[Lecture] Sonja Avlijaš – Women, work and social reproduction after 1989 (SolidCare Lab)
🗓 11. May 🕒 12:00pm 🔹 IFDT
My theoretical approach takes on a Marxist-feminist perspective on everyday life under capitalism in countries that used to be socialist. If an economy is dependent on workers’ labour, who then produces the worker? We all know, although many of us tend to forget, that social reproduction never stops. People of all classes, genders and racial backgrounds need to be fed, schooled, nurtured, washed and dressed on a daily basis, whether they are children, working age adults or elderly. Who does this work for all of us? Is it the state, the market, family, or gendered individuals? How have these roles shifted since the end of socialism and withdrawal of the state from the provision of social reproduction related services within the post-socialist space? How have transnationalisation of markets and proliferation of migrant-based systems of care in advanced capitalist economies affected care relations in the post-socialist periphery? Which of these processes have exploited us, and which have empowered us? Who are we referring to when we say “we”? Are we all the same?

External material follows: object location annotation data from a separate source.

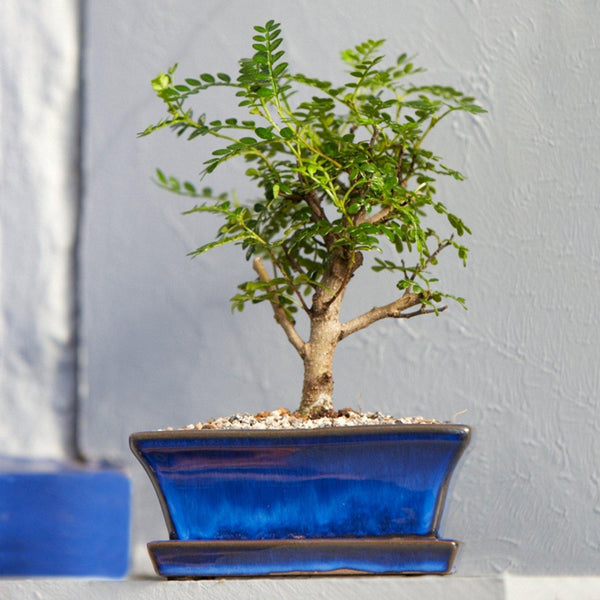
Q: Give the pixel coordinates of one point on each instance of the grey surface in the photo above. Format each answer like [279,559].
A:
[160,343]
[307,589]
[399,588]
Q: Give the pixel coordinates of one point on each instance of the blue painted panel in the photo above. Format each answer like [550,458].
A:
[61,519]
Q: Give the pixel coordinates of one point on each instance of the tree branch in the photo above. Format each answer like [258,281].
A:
[392,310]
[278,312]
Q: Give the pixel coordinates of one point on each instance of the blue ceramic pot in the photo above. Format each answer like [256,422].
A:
[339,500]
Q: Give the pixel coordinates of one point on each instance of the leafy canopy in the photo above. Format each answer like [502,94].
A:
[344,169]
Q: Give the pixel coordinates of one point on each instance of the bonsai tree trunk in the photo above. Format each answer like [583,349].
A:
[326,330]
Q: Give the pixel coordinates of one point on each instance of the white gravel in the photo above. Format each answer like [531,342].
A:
[282,418]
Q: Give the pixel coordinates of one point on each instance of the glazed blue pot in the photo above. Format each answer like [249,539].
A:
[338,500]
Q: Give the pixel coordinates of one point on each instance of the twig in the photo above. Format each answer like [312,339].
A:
[278,312]
[392,310]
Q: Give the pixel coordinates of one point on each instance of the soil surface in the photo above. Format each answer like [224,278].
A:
[282,418]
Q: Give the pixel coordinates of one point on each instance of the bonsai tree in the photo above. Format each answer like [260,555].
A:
[342,172]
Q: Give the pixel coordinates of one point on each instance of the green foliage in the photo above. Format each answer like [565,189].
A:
[344,170]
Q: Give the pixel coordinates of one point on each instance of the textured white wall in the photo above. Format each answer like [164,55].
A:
[39,45]
[162,348]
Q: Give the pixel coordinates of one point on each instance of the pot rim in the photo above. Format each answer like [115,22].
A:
[356,430]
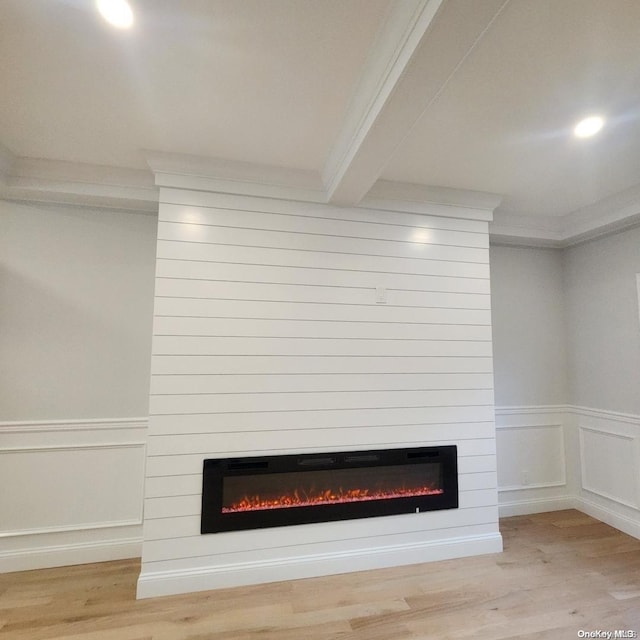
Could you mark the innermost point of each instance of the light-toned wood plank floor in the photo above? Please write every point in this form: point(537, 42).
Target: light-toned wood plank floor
point(560, 573)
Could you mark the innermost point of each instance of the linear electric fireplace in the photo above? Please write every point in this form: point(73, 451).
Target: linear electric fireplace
point(272, 491)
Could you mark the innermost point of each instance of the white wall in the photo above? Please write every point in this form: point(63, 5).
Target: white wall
point(530, 378)
point(527, 311)
point(268, 339)
point(603, 339)
point(603, 334)
point(577, 444)
point(76, 293)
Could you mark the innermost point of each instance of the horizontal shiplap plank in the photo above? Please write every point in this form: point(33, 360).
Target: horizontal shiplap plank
point(293, 256)
point(304, 401)
point(454, 422)
point(215, 290)
point(198, 201)
point(195, 233)
point(273, 328)
point(291, 310)
point(245, 346)
point(273, 365)
point(217, 383)
point(320, 276)
point(218, 217)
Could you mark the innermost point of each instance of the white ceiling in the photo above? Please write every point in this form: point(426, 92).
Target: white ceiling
point(472, 95)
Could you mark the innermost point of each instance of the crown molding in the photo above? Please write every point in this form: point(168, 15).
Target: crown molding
point(228, 176)
point(525, 230)
point(411, 63)
point(397, 41)
point(56, 181)
point(609, 215)
point(437, 201)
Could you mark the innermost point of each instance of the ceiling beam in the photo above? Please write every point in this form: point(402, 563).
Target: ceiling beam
point(410, 64)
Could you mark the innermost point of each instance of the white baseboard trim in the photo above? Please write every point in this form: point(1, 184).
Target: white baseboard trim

As I explore these questions, I will discuss structural factors that reproduce inequalities between productive and reproductive labour at the global scale. I will speak truth to power, if you will. But by highlighting the ambivalences of our everyday existence, I will also do something else. I will delve into the interpersonal politics of our own conflicting economic and care needs which often reproduce existing power relations. My aim is to push us beyond a social critique of what we know about capitalism as an external force that makes us feel helpless, and our nostalgia for a more secure (socialist) past. I want us to also visit the unknown and uncomfortable space of imagining political and social coalitions that would allow us all to hold more collective space for social reproduction.
Bio
Sonja Avlijaš holds a PhD in political economy from the London School of Economics and Political Science (LSE). Since 2020, she has been a Marie Sklodowska-Curie Fellow at the University of Belgrade‘s Faculty of Economics, financed by a Horizon 2020 grant from the European Commission. She is also associate researcher at the Laboratory for Interdisciplinary Evaluation of Public Policies (LIEPP) at Sciences Po in Paris. Between January and April 2022, Dr Avlijaš has held the Wayne Vuchinich Fellowship at Stanford University in California. Dr Avlijaš is a member of the Executive Board of the European Association for Comparative Economic Studies (EACES), following her receipt of the 2018 EACES PhD Thesis Award for the best doctoral dissertation. She is the author of numerous scientific papers and publications focussing on labour markets, welfare states, social reproduction and the post-socialist semiperiphery. For her book “Women and Work: Towards a Political Economy of Transition”, published by Akademska Knjiga (Novi Sad), she received the „Anđelka Milić” Prize in 2018.